Democratic vice presidential candidate Joe Biden said Republican John McCain protected offshore tax shelters worth billions of dollars to U.S. insurance giants.

In his second trip in four days to this battleground state Tuesday, Biden said McCain promised to oppose any efforts to close a “Bermuda loophole” where American companies shielded $4 billion to $7 billion from U.S. taxes.

By claiming their headquarters as Bermuda, Biden said, firms actually based in the U.S. can keep profits out of the reach of the IRS.

“They're skipping out on billions of dollars in taxes, and that money could be used to insure our children, … to make sure the (Department of Veterans Affairs) is not underfunded, to rebuild bridges that are crumbling around the nation,” Biden said.

Biden was referring to a provision of tax law that some insurance companies can use to wipe out much of their U.S. tax liability. The companies that issue fire, property and casualty insurance are allowed to establish a Bermuda office and transfer the premiums they collect there, treating them as business expenses.

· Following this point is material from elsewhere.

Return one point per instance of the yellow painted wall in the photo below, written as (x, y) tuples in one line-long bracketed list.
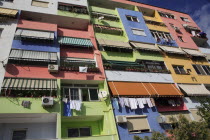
[(193, 77)]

That creates a deduction that erases millions of dollars in taxable profits, costing the U.S. Treasury $4 billion or more a year.

McCain spent three days in Bermuda in August 2007 meeting business and political leaders, and while there was quoted by the island's main newspaper as promising to defend tax breaks for insurance companies that locate there.

“The industry, the reinsurance that's had such phenomenal success has been good for both nations,” he was quoted as saying in an Aug. 23, 2007, article. “I would oppose any measures that would upset that.”

Biden's remarks echoed claims Obama's campaign made in a new TV ad Tuesday attacking McCain on economic woes amid fears of a meltdown on Wall Street.

“We have a culture in Washington where the very few wealthy and powerful have a place at the table and everybody else is on the menu,” Biden said.